Israel did not exert itself to attain international recognition of Jerusalem as its capital. For internal consumption – in other words, for the masses for whom the Western Wall Plaza was constructed as a depressurizing valve – the various governments gave lofty speeches about the unified Jerusalem. But in its foreign relations, Israel demonstrated complete acceptance of the non-recognition of Jerusalem as its capital – including West Jerusalem.
Jerusalem was hastily proclaimed the city of all religions. It is not.the capital of Judaism, which respects the individual worship of others. It is not the capital of Judaism as the Vatican is the capital of Christianity and Mecca the capital of Islam. Jerusalem is everybody’s city. In other words, it is not really ours.
While the vows of loyalty to Jerusalem are earnestly pronounced inside Israel, the deep Zionist undercurrent, which fears the baggage of Jewish identity and the horizon of purpose and destiny that Jerusalem heralds, always employs the “goyim” to remove our chestnuts from the fire. “It is not that we prefer only west Jerusalem, we truly want the heart of the city, it’s just that the Jordanian Legion defeated us in 1948. Or it is the European antisemites who will not recognize Israel’s post 1967 borders.”

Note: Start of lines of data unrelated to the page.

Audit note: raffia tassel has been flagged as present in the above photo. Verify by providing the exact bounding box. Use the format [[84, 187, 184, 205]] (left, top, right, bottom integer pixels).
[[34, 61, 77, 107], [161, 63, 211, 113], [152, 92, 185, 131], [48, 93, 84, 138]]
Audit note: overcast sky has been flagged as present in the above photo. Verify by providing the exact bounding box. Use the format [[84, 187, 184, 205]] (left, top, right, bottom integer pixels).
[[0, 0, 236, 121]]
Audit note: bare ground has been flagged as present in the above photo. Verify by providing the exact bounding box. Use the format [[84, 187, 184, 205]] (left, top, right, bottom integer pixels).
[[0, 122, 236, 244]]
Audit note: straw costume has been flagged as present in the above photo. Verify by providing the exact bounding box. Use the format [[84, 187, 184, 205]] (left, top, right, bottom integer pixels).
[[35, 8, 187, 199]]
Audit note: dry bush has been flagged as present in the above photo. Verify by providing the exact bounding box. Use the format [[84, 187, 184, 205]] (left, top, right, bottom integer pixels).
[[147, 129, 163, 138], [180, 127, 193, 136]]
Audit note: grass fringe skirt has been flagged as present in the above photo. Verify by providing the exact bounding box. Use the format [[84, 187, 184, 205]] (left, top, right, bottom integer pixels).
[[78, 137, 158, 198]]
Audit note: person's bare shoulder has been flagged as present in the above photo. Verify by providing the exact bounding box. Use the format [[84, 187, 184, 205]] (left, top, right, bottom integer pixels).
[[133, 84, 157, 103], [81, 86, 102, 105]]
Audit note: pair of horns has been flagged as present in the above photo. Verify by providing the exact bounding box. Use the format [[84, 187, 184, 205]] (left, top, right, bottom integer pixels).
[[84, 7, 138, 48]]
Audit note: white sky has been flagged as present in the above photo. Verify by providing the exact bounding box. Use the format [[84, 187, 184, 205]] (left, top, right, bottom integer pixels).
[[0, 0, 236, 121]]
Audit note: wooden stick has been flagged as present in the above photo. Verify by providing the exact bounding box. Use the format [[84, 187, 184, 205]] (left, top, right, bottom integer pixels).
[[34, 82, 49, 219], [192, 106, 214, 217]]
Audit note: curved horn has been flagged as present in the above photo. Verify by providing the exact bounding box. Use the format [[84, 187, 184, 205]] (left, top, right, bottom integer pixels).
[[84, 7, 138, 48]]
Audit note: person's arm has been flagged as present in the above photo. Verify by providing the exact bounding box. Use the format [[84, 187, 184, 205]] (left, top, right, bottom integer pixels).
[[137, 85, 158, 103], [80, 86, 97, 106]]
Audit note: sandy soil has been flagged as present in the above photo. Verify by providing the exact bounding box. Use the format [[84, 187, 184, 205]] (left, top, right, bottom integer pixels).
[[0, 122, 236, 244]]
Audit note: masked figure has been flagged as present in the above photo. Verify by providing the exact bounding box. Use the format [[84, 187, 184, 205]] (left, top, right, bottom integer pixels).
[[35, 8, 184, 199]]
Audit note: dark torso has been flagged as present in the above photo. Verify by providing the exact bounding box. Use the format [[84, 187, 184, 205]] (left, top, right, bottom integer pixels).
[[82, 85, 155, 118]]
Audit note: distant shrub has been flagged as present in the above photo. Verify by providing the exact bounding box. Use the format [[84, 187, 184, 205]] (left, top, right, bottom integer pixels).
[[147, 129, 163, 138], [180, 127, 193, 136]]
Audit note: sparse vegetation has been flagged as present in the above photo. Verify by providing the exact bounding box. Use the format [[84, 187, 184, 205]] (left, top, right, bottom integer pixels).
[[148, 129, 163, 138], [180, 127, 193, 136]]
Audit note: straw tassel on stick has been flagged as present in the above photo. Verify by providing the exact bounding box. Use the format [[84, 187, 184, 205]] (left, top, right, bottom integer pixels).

There is nothing new about Netanyahu preventing the transfer of the US embassy to Jerusalem, in the process maneuvering Trump back to the policies of his predecessor. The mentality of Israel’s leadership over the generations is incapable of containing Jerusalem’s revolutionary message. Netanyahu does not want this whole Vatican, either. On this issue, there is not and never has been any difference between Israel’s Right and Left. That is why it was so clear to us that it would not be possible for Trump to move the embassy.
This is how we have reached the point at which, not only can no new Jewish neighborhood be built in Jerusalem, but any new building in the city requires US approval. The UN no longer recognizes the connection between the Nation of Israel and Jerusalem - and in the prestigious universities of the West – the entire State of Israel is considered a mistake.